3. And Admati writes: “Goldman Sachs CEO was wrong when he said banking is ‘god's work.’ Creating and enforcing good financial regulation is god's work.” No way Jose! Neither Goldman Sachs CEO nor regulators can do God’s work. 1999 in a Op-Ed in I wrote: “The possible Big Bang that scares me the most is the one that could happen the day those genius bank regulators in Basel, playing Gods, manage to introduce a systemic error in the financial system, which will cause the collapse of our banks”.

4. Admati also gives some ideas of how to proceed: “First, increasing the pay of regulators may reduce revolving door incentives. Second, effective regulators might be industry veterans who are not inclined to go back. Third, we must try to reduce the role of money in politics.”

Yes... but totally insufficient! In terms of fixing current bank regulations there are three things that I find to be much more important. 

The first is to define a purpose for the banks that is agreeable to the society as a whole. In all thousand of pages of regulations, there is not a single word about what banks are supposed to do… and I ask: how on earth can you regulate what you do not know what it is to do?

The second to close up the mutual small admiration club bank regulators have turned themselves into. Sovereigns and AAArisktocrats might have access to regulators at the IMF or Davos… but risky borrowers are never invited.

The third is to fully understand the need of risk-taking. If nothing is done on that, rest assure, our grandchildren will damn the Basel Committee and the Financial Stability Board, for denying them the risk-taking of banks their economies need.

Saturday, May 2, 2015

We might want to consider “Friends and Family” weighted equity requirements for banks.

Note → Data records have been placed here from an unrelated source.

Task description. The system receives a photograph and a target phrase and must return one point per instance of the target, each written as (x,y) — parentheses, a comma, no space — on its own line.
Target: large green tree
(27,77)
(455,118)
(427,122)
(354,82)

Currently the equity requirements for banks are credit-risk-weighted… more-credit-risk-more-equity and so less-credit-risk-less-equity.

That is dumb because never ever has a major bank crisis resulted from excessive lending to someone perceived as “risky”, these have always resulted from excessive lending to what was ex ante perceived as “safe” but that ex post turned out to be risky.

The only case when individual banks have gotten into problems extending excessive credits to somebody perceived as risky is when there had been some close connections between bank and borrower.

It could therefore be a case for analyzing Friends & Family weighted equity requirements for banks… though it is hard to think of who could perform an adequate rating of such relations… as we would also need to rate his F&F relation with bank and borrower.

That said, the least we must do, is to get rid of the credit-risk-weighted equity requirements when applied to those who are not F&F. These, for absolutely no reason, odiously impede their fair access to bank credit. That kills opportunities and therefore drives inequality.